Engineering a heterologous synthetic pathway in Escherichia coli for efficient production of biotin.

Abstract

To enhance biotin production in Escherichia coli by engineering a heterologous biotin synthetic pathway. Biotin operon genes from Pseudomonas putida, which consisted of a bioBFHCD cluster and a bioA gene, was engineered into Escherichia coli for biotin production. The introduction of bioW gene from Bacillus subtilis, encoding pimeloyl-CoA synthetase and sam2 gene from Saccharomyces cerevisiae, encoding S-adenosyl-L-methionine (SAM) synthetase contributed to the heterologous production of biotin in recombinant E. coli. Furthermore, biotin production was efficiently enhanced by optimization of the fermentation compositions, especially pimelic acid and L-methionine, the precursor related to the pimeloyl-CoA and SAM synthesis, respectively.

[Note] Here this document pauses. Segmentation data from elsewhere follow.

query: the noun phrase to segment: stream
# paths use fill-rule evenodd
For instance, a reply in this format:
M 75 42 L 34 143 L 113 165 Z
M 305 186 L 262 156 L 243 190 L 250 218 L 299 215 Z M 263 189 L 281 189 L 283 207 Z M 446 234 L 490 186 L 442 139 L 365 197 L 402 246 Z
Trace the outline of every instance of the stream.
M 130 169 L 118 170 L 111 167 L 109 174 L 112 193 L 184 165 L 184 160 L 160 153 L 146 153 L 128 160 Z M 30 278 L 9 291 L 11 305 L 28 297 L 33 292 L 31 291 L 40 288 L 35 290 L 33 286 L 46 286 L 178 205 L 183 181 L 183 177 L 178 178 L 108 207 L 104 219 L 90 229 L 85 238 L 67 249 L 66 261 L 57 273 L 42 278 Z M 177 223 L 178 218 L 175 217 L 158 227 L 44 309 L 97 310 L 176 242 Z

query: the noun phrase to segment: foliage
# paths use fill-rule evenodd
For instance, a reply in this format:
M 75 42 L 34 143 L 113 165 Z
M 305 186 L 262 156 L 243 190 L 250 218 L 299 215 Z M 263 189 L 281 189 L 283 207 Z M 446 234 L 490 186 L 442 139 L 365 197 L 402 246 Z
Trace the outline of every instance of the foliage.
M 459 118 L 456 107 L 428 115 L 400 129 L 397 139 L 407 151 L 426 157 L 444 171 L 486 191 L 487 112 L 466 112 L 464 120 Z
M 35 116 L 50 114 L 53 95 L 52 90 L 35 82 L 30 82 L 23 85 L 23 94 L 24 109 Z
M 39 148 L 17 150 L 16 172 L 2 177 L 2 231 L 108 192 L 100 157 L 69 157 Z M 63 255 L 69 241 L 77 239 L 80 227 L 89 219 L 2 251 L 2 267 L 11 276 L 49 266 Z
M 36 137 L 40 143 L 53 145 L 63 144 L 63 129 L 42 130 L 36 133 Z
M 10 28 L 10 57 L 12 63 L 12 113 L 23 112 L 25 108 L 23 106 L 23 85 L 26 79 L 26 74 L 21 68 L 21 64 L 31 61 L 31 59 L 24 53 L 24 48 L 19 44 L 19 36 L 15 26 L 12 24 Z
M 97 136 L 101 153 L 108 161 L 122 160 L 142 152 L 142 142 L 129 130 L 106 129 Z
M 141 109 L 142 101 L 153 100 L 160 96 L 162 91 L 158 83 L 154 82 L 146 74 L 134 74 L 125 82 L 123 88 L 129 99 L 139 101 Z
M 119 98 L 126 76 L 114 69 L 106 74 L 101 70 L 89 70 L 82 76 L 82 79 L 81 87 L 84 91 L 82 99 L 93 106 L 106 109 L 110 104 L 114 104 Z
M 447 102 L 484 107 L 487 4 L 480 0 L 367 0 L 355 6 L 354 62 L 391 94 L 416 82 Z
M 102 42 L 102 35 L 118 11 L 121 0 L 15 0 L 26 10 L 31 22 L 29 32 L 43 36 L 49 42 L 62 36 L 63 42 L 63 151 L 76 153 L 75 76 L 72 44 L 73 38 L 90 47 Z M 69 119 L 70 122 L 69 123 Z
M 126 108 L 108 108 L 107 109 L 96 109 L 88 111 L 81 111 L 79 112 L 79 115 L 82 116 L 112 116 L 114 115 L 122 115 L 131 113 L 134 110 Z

The combination of overexpression of the heterologous biotin operon genes and enhanced supply of key intermediate pimeloyl-CoA and SAM increased biotin production in E. coli by more than 121-fold. With bioprocess engineering efforts, biotin was produced at a final titer of 92.6mg/L in a shake flask and 208.7mg/L in a fed-batch fermenter. Through introduction of heterologous biotin synthetic pathway, increasing the supply of precursor pimeloyl-CoA and cofactor SAM can significantly enhance biotin production in E. coli.